Melgar appears to be addressing a specific problem she's seen in her Ingleside Terraces neighborhood, namely big, single-family homes that are left mostly vacant after older residents age out of them or move to be closer to their adult children and grandchildren. But sometimes these people would prefer to stay in the neighborhood, just in a smaller and more practical home — and the families who own the properties could benefit financially from dividing them into multiple units.
Thus, on Tuesday, Melgar introduced legislation to create a so-called "family housing opportunity special use district" that encompasses her district, west of Twin Peaks, as well as part of District 4, which includes the Outer Sunset and Parkside. The legislation, if passed, would streamline and hasten the approval process for converting a single-family property into two, three, or four units. It would also loosen height limits.

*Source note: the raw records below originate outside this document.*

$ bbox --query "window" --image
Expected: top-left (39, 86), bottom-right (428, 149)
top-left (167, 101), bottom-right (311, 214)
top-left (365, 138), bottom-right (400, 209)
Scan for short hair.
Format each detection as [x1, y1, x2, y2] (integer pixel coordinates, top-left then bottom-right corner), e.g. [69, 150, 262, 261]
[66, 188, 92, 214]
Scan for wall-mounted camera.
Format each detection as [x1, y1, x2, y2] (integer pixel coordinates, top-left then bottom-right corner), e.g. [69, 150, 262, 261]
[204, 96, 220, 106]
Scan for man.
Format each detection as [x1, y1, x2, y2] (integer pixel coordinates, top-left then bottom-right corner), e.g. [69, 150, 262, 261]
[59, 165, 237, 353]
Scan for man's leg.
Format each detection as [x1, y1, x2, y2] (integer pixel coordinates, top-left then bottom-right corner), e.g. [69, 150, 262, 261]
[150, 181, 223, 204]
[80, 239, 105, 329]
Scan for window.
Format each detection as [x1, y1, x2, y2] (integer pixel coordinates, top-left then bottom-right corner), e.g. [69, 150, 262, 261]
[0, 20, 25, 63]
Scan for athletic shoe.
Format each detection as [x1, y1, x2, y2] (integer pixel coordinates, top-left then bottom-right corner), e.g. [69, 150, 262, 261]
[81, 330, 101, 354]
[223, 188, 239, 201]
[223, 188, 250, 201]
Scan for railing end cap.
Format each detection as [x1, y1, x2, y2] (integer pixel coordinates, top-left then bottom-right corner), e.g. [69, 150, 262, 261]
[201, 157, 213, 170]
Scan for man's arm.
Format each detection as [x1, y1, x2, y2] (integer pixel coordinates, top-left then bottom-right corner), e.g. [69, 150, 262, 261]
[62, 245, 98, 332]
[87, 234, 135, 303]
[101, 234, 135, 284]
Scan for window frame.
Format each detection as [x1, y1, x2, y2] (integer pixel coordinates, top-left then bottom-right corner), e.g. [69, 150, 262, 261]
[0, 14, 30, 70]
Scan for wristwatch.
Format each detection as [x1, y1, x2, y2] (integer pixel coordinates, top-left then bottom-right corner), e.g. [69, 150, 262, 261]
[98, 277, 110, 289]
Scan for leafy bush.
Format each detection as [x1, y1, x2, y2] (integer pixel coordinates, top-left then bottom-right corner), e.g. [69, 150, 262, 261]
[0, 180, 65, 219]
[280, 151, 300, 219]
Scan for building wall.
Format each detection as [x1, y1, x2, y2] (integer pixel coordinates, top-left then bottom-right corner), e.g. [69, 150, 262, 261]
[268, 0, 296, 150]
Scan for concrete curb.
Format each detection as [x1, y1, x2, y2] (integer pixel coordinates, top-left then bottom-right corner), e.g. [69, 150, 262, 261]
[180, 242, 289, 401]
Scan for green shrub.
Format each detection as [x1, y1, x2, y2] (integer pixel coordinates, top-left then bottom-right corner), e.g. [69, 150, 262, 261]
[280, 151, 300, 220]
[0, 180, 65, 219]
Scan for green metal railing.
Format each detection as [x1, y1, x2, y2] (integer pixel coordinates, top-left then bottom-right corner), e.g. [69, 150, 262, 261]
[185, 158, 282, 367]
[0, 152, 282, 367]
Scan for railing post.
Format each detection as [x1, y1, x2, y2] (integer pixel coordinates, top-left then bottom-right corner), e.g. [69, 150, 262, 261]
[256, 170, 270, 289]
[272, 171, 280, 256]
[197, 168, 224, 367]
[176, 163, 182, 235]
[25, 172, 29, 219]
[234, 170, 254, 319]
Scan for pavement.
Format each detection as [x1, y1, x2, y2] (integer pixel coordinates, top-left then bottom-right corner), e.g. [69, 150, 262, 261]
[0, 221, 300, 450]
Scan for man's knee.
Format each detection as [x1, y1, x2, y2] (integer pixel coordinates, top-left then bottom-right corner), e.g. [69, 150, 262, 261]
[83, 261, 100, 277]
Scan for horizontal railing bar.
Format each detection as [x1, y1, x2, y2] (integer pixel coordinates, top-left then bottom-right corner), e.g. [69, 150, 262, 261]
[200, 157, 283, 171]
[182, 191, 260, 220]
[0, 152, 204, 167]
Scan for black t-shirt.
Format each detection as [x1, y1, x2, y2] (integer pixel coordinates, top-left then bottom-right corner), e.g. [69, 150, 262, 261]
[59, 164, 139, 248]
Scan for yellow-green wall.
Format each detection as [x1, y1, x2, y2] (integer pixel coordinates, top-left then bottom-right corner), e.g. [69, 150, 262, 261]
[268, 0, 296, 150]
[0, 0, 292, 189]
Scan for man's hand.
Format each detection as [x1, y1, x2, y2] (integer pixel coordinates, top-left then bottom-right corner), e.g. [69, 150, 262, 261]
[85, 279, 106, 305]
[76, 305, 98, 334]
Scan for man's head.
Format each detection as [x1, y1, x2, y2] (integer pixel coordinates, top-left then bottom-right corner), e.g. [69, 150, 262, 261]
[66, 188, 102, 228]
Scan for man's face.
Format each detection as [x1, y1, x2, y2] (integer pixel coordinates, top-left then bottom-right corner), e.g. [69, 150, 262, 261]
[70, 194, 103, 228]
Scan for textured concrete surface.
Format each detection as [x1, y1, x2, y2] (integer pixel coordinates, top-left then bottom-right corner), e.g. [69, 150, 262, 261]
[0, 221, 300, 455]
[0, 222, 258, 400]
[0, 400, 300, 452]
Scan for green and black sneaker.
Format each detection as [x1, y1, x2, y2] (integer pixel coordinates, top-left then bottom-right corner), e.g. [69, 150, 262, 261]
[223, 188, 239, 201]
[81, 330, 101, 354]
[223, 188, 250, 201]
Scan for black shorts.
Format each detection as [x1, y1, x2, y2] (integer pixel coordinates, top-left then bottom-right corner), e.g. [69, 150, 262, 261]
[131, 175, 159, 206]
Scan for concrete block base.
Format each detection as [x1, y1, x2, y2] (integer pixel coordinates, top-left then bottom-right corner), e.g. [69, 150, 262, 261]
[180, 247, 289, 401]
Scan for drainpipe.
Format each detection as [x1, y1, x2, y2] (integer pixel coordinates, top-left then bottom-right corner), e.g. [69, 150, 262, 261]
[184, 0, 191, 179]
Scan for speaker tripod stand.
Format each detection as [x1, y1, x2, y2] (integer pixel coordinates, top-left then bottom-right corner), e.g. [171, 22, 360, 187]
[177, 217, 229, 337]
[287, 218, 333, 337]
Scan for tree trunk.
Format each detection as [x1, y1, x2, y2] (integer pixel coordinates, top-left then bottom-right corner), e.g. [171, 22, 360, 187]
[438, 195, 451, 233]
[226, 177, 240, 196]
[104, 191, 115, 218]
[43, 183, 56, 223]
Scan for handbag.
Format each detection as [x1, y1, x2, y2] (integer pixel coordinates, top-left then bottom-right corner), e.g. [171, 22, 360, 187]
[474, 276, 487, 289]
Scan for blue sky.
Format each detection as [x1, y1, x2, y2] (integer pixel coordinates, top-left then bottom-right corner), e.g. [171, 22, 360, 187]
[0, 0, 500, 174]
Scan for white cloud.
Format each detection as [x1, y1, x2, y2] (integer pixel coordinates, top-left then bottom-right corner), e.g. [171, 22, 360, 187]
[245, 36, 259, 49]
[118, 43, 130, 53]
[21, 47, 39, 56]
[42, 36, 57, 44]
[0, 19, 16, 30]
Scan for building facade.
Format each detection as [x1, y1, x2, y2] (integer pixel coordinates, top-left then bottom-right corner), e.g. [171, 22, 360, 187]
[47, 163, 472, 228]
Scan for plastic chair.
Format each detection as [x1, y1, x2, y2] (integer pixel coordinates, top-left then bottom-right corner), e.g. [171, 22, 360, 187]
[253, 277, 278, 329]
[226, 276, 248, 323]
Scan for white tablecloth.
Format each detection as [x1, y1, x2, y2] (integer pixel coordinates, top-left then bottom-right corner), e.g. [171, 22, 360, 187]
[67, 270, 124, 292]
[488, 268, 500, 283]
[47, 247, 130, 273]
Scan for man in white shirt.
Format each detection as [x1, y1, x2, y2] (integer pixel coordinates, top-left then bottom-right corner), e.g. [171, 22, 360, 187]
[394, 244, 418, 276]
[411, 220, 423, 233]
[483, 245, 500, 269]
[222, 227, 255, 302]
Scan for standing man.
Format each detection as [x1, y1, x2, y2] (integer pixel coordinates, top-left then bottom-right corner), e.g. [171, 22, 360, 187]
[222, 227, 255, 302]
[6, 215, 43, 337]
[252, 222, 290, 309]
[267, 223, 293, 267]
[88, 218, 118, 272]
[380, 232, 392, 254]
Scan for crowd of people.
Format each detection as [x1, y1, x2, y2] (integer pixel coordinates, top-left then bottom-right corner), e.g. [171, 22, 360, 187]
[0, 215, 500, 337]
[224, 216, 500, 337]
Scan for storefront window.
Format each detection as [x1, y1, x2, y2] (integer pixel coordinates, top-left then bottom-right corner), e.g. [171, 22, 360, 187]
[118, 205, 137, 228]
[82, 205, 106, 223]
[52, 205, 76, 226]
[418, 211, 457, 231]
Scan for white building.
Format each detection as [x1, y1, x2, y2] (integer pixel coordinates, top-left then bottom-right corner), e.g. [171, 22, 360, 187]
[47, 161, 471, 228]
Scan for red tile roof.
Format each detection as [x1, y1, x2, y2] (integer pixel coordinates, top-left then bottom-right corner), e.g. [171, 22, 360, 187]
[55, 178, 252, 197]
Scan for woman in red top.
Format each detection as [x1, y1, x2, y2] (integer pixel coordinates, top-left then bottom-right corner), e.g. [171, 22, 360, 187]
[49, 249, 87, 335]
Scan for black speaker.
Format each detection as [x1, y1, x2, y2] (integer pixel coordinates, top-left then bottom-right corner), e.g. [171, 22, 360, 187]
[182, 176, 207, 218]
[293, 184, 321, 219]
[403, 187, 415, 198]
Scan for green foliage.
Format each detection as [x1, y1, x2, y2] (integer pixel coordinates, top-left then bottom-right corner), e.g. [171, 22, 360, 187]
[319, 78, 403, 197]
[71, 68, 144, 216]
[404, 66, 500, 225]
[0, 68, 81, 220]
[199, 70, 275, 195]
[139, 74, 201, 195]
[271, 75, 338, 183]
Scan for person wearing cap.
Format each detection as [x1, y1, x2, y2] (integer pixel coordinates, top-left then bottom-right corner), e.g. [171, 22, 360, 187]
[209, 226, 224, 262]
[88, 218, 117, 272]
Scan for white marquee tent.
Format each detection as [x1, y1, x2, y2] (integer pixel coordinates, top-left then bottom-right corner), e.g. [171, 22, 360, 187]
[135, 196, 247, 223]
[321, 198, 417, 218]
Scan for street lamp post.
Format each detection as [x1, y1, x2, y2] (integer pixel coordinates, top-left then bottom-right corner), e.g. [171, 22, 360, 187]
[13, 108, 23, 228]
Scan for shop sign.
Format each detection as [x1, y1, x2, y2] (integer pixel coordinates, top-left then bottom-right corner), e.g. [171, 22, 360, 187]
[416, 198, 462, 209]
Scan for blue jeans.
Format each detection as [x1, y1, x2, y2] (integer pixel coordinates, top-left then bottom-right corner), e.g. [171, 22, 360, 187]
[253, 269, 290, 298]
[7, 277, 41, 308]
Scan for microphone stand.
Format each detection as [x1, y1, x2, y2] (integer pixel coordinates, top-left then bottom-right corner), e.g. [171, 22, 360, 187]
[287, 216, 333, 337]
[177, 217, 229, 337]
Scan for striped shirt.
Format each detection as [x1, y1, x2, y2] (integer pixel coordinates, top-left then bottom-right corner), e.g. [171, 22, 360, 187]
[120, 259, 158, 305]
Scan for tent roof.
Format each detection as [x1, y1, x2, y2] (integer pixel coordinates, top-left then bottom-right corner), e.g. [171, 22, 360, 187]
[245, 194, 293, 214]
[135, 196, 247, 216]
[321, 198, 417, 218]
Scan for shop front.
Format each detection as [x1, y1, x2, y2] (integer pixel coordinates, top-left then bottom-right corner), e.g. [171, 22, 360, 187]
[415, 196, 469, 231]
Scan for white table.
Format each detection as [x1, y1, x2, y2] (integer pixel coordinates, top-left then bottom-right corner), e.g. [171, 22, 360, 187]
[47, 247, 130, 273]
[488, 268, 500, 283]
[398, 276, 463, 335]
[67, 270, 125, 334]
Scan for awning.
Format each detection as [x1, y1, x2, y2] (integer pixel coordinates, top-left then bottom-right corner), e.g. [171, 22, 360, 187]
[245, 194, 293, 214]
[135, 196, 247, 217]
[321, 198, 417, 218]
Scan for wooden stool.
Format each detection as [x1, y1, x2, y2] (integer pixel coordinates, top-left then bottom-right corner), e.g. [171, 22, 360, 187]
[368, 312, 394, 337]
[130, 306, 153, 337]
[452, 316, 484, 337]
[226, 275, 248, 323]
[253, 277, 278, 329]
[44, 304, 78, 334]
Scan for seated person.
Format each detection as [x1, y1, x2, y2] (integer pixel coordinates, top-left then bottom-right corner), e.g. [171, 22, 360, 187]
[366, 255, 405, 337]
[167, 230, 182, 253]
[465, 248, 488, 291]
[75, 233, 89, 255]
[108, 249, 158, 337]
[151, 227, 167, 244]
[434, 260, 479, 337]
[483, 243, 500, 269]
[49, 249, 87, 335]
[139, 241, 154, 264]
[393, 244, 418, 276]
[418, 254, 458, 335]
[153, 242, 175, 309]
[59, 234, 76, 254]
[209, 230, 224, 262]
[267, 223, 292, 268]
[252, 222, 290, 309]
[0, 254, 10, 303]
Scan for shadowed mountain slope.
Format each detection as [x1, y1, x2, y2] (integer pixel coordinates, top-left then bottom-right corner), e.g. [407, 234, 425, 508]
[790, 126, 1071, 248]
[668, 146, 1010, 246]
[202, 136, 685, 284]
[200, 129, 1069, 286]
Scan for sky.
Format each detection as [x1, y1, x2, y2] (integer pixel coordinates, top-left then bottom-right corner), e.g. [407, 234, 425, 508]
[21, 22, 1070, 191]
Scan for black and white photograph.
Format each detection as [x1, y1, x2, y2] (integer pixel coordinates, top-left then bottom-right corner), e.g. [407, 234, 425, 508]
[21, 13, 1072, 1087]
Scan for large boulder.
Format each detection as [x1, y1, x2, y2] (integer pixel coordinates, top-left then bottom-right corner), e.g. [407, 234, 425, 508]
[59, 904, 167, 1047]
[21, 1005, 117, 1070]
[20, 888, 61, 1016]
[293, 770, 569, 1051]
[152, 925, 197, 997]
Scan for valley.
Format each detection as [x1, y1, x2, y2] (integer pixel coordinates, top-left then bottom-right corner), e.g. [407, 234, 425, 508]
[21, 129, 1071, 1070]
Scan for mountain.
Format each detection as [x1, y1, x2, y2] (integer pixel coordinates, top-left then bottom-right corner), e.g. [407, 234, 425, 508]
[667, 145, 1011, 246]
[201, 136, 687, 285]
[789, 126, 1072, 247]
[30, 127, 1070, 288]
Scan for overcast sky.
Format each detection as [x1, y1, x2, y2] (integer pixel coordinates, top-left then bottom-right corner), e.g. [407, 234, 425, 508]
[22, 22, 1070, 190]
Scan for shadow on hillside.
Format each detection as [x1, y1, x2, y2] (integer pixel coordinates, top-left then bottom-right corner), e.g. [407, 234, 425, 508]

Melgar argues that many homes are sitting empty in San Francisco in part because families can't decide the best course of action to maximize the property's value, and renovating or subdividing the home is cost-prohibitive.
"It is time to make it easier to live in this city that we all love," said Melgar in a statement to the Chronicle. "It is time for government to make it easier to adapt their properties to modern living, upgrade electrical and plumbing systems to meet safety codes and add permitted units that provide homeowners income and stability."
Melgar refers to this as making "gentle density" happen in neighborhoods where it otherwise wouldn't.
The boundaries of the proposed "special use district" are not entirely clear as of this writing, but the Chronicle says the district would include Ingleside Terraces, Forest Hill, Forest Knolls, Midtown Terrace, Mount Davidson Manor, Saint Francis Wood, West Portal, Westwood Park, and parts of Parkside and the Sunset.
Supervisor Rafael Mandelman, who got his own fourplex legislation passed last year, says he'd support the legislation as long as its written to preclude mega-houses from being built — tearing down smaller homes to build 6,000-square-foot monstrosities with tiny in-law units attached.
We'll see how this all shakes out, but you can expect more pushback from the westside residents who want everything to stay like the suburbs out there forever.